Rudd as ‘Unreconstructed Interventionist’
Sinclair Davidson and Alex Robson argue in a WSJ op-ed that federal opposition leader Kevin Rudd is a thinly disguised economic interventionist:
a closer look at Mr. Rudd’s record reveals that he’s not a reformer, but rather an unreconstructed interventionist masquerading as a free market conservative. Call it “Ruddonomics.”
Take his parliamentary record, for a start. Since coming into the Parliament in 1998, Mr. Rudd has toed the party line and opposed most efforts to further reform the economy. The Australian Labor Party opposed the privatization of Australia’s government-owned telecommunications provider, Telstra; strongly protested industrial relations reform, including Mr. Howard’s recent efforts to reduce union power and abolish unfair dismissal laws; and, most importantly, opposed all significant tax reform over Mr. Howard’s tenure, including cuts in income taxes.

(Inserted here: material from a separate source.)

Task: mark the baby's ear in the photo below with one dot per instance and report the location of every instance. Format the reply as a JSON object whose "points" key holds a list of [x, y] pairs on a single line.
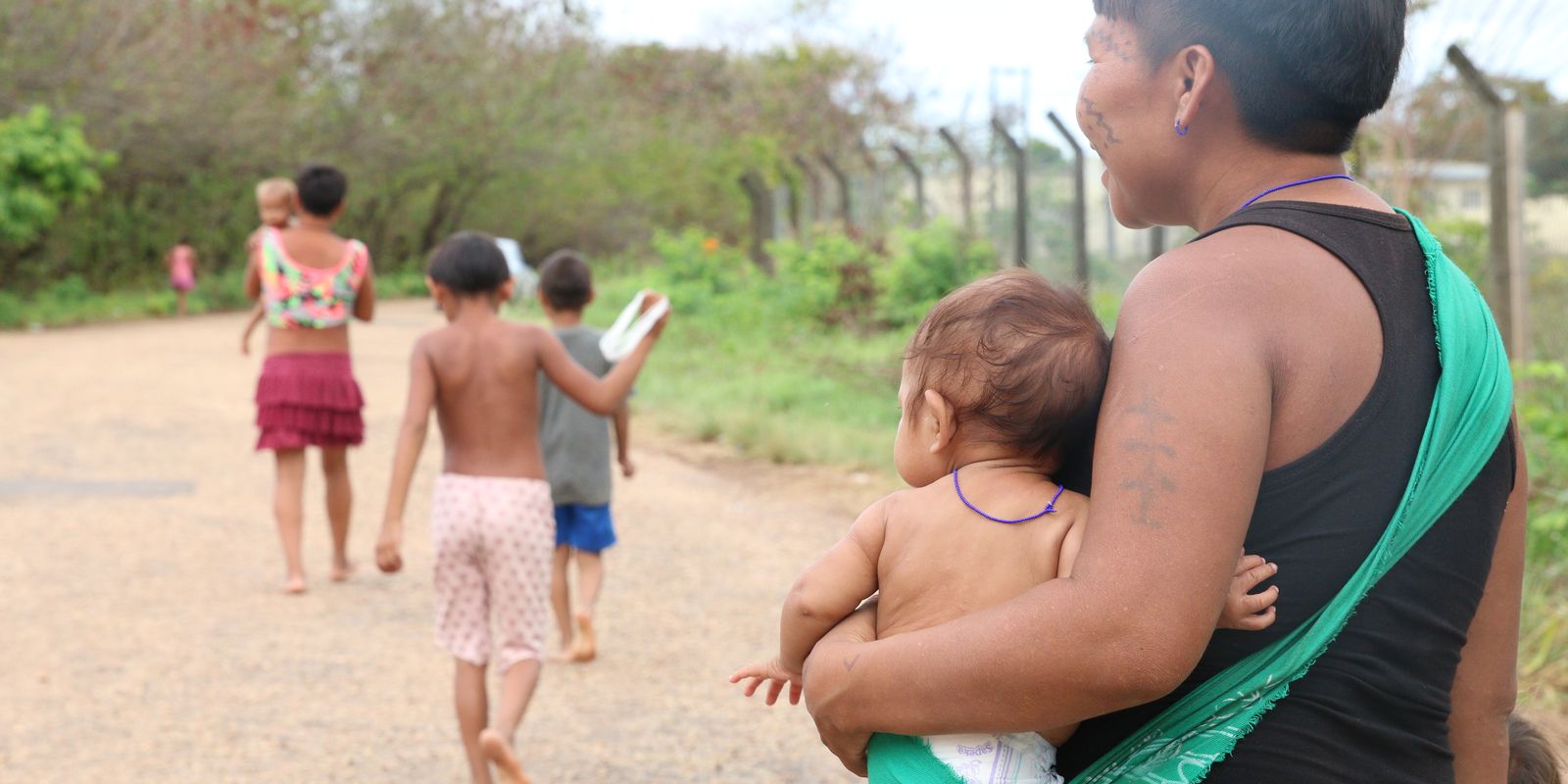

Mr. Rudd’s economic philosophy isn’t a secret. In a speech to the free market Center for Independent Studies in Sydney last year, he openly attacked the free market ideas of Nobel Laureate Friedrich Hayek, branding him a “market fundamentalist.” In Mr. Rudd’s mind, it’s okay to accept “the economic logic of markets but . . . these must be properly regulated and that the social havoc they cause must be addressed by state intervention.” He also argued that public policy should deliver long-term market-friendly reform tempered by “social responsibility.”